# taz.de -- Machtkampf in China: Ein hohes Tier kann tief fallen
> Die Parteiführung bestätigt ein „Disziplinarverfahren“ gegen den früheren
> Polizei- und Geheimdienstchef. Ein weiterer Widersacher von Präsident Xi
> wird ausgeschaltet.
IMG Bild: Au Backe: Gegen Zhou Yongkang läuft ein Disziplinarverfahren.
PEKING taz | Es dauerte nur wenige Minuten. Kurz nachdem Chinas amtliche
Nachrichtenagentur Xinhua in einer kurzen Notiz bekannt gegeben hatte, dass
die Führung der Kommunistischen Partei gegen den ehemaligen Sicherheitschef
Zhou Yongkang ein Disziplinarverfahren eröffnet hatte, gab es bei dem
Kurznachrichtendienst Weibo, Chinas Gegenstück zu Twitter, bereits über
13.000 Einträge dazu.
„Endlich geht es ans Eingemachte“, freute sich ein Nutzer. Ein weiterer
schrieb: „Hoffentlich räumen sie mit der ganzen Führung auf.“
Normalerweise werden solche Äußerungen in Chinas sozialen Medien als
staatsfeindlich gewertet und sofort gelöscht. Doch angesichts der Masse an
Kommentaren kamen die Behörden mit der Zensur nicht hinterher. Auch Stunden
später waren diese Einträge noch abrufbar.
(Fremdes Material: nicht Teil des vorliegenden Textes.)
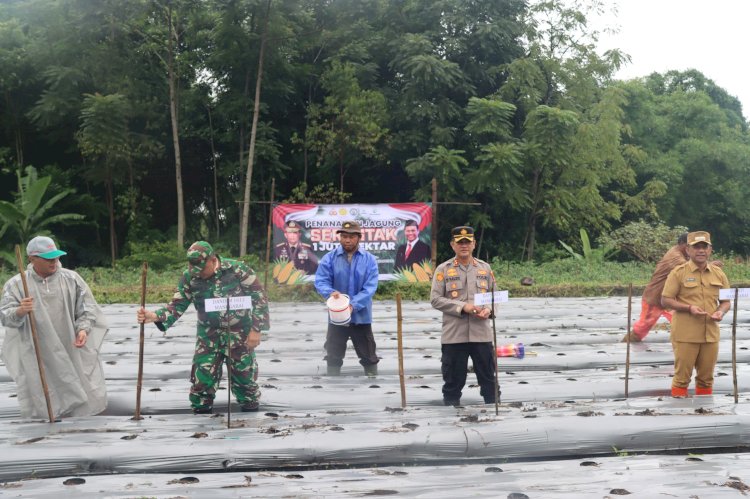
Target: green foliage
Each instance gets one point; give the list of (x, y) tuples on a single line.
[(590, 255), (32, 212), (319, 194), (644, 241), (160, 255)]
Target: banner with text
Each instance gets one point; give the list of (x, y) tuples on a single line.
[(398, 235)]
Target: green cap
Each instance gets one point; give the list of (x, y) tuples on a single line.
[(198, 254)]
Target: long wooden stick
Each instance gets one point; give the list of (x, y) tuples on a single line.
[(229, 370), (734, 344), (139, 385), (34, 337), (399, 319), (494, 350), (627, 356)]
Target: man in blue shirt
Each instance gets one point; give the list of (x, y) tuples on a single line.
[(352, 271)]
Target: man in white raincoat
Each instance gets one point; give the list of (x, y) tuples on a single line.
[(70, 327)]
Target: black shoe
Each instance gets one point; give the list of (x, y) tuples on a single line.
[(371, 370), (250, 407)]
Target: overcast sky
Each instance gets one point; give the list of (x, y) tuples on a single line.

Die chinesische Führung bestätigte am frühen Dienstagabend offiziell, dass
sie gegen ein früheres Mitglied des höchsten politischen Führungszirkels
des Landes ermittelt. Es sei eine Untersuchung gegen Zhou Yongkang im Gang,
teilte die Disziplinarkommission der KP mit. Es ginge um „schwerwiegende
Disziplinarvergehen“. Üblicherweise sind in der Volksrepublik damit
Korruptionsvorwürfe gemeint.
## Größer als das Militär
Zhou war lange Zeit für die staatlichen Erdölunternehmen zuständig. Bis
2012 war er oberster Sicherheitschef und Mitglied des Ständigen Ausschusses
des Politbüros, dem mächtigsten Gremium der Kommunistischen Partei und
damit der Volksrepublik insgesamt. In dieser Zeit schaffte er es, Chinas
Polizei und Geheimdienst zu einem größeren Apparat auszubauen als das
Militär. Auf Zhou geht auch das harte Urteil gegen Friedensnobelpreisträger
Liu Xiaobo zurück.
Die offizielle Eröffnung eines innerparteilichen Disziplinierungsverfahrens
kommt im chinesischen System einer Verurteilung gleich. Es ist das erste
Mal seit mehr als 30 Jahren, dass ein so ranghoher Funktionär in aller
Öffentlichkeit so belangt wird.
Staatspräsident Xi hatte gleich nach Amtsantritt 2012 die
Korruptionsbekämpfung zur Chefsache erklärt und betont, dass er „weder vor
Fliegen noch vor Tigern“ Halt machen werde. Was er damit meinte: Anders als
seine Vorgänger werde er auch vor höchsten Funktionären nicht
zurückschrecken, sollten sie sich einer Straftat schuldig machen.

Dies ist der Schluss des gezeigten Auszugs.